In sitcom land, another fractured family

First Impressions CBS, 8-8:30 p.m. Saturday. Stars: Brad Garrett, Thom Sharp, and Brandy Gold. Producers: Fred Freeman and Lawrence Cohen. Co-producers: Frank Welker and Gordon Hunt. The family is in the spotlight in TV sitcoms just as it seems to be in politics. But traditional family units, as in ``Leave It to Beaver'' and ``The Partridge Family,'' are not quite trendy enough in these days of offbeat groupings. Witness ``Kate & Allie,'' ``Golden Girls,'' and ``Family Ties.''

Now CBS is desperately reaching for still another kind of family in its new interim summer-fall sitcom, ``First Impressions'':

A father and daughter are left to keep the home fires burning in Omaha when Mom leaves to ``find herself.''

A little late for relevance

How's that for relevance? About 10 years too late, you say? Well, TV doesn't want to be too far ahead of its audiences, you know.

In this new, very temporary sitcom, just about all Dad has going for him is height. He's 6 feet, 9 inches and covers up his inability to feel emotions with sound effects, sight gags, impressions, and, well, lots of ``tall'' jokes.

Daughter knows best

There's also a precocious daughter, far wiser than Dad, who resents Mom's departure; an overambitious business partner; and a secretary whose book-burning father thinks ``Bambi'' is subversive.
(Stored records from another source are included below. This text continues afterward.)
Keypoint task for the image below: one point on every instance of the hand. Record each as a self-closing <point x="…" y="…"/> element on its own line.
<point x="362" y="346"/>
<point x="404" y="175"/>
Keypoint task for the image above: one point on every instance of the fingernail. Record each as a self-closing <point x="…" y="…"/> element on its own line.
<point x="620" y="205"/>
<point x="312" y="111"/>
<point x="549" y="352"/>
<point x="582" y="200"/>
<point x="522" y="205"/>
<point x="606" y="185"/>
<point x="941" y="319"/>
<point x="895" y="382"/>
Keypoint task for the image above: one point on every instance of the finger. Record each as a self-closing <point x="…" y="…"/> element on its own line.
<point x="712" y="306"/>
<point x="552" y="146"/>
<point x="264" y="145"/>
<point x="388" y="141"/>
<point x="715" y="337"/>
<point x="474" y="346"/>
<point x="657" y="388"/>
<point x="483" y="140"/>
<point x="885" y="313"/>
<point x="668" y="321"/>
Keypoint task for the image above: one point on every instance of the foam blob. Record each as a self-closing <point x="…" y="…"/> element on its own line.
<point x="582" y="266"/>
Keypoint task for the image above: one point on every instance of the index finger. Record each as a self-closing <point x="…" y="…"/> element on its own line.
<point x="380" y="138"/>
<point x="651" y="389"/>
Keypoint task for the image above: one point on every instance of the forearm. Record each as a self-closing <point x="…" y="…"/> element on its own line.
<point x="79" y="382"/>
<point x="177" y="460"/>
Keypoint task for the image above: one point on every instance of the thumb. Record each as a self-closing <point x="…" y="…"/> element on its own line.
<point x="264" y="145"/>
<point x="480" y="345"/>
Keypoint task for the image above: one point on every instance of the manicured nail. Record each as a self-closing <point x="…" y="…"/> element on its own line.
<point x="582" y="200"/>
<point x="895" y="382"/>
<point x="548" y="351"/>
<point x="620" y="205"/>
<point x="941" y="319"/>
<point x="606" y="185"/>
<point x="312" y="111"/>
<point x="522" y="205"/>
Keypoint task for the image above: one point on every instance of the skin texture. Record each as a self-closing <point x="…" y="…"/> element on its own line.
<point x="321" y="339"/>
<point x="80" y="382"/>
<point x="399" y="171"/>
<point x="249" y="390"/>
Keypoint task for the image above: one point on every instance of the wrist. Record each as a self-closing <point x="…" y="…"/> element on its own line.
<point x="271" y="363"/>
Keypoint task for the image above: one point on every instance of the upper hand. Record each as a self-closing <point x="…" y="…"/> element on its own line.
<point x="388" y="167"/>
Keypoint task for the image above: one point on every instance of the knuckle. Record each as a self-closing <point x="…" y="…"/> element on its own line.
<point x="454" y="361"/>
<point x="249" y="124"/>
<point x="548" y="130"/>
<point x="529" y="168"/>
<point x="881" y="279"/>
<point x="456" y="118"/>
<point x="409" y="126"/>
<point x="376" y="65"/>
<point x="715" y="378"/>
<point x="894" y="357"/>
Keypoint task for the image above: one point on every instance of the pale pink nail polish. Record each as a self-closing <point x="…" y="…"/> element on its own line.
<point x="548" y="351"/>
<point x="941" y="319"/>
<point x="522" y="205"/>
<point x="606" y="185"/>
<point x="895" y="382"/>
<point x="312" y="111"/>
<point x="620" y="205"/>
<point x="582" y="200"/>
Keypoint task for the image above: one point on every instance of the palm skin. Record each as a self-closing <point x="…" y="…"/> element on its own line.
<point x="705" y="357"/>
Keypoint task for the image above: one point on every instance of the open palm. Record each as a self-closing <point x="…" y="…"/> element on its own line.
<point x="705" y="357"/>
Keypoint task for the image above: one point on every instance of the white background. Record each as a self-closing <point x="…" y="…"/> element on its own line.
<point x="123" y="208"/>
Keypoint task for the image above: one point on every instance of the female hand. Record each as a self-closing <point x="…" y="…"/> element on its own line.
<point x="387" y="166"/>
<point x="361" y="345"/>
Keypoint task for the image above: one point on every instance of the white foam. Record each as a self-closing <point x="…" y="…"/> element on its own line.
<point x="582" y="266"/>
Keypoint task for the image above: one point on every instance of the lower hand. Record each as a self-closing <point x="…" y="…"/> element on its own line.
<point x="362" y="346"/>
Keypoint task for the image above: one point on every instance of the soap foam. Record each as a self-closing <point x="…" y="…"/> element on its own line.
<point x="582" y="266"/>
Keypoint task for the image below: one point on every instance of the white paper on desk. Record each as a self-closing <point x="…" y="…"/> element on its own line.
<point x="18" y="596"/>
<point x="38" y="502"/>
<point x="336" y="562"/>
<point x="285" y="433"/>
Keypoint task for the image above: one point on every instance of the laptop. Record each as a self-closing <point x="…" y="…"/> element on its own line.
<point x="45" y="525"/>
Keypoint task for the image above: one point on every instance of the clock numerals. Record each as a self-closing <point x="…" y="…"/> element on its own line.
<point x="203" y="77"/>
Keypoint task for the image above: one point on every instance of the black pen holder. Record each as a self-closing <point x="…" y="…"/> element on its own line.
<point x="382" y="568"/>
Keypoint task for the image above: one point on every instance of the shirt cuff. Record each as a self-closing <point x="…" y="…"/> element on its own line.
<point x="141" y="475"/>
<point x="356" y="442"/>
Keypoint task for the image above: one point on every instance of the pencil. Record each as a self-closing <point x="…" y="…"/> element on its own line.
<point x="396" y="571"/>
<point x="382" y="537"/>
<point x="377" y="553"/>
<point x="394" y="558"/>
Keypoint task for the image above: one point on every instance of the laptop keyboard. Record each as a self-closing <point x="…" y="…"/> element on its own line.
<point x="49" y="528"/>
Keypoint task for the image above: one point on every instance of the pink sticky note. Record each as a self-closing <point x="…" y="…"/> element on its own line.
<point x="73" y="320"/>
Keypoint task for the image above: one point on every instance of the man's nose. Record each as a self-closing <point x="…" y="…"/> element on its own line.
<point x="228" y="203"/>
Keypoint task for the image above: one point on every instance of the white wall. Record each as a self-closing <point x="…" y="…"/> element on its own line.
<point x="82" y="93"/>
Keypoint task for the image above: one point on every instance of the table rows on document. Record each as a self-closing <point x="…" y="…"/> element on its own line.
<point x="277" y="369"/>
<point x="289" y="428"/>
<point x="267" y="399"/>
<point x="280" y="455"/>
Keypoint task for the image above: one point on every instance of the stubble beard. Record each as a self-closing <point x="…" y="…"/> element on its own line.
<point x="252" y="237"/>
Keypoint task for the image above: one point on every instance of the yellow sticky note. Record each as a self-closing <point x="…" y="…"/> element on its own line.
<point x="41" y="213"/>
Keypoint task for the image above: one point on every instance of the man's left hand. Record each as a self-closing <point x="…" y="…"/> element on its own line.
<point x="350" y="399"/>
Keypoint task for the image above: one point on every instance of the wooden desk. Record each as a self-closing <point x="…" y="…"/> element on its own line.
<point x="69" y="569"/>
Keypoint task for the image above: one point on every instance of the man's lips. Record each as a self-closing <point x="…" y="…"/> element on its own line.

In the course of the first two episodes I viewed, just about every male/female stereotype was given a superficial airing.

In its own bubble-headed way, ``First Impressions'' manages to be offensively sexist: Dad's just a big overgrown lovable kid, and there's no attempt to understand the wife's departure.

But after coping in the first two episodes with ``lovable'' Brad's playful impressions, viewers may well understand why she left.

``First Impressions'' has a likable star in Brad Garrett. It also has a determinedly offbeat premise, and it makes a blunt try at relevance, with its villainous, callous feminist wife.

But questions of relevance aside, the series lacks a few other essential contemporary ingredients as well: taste, wit, charm, and intelligence.

Arthur Unger is the Monitor's television critic.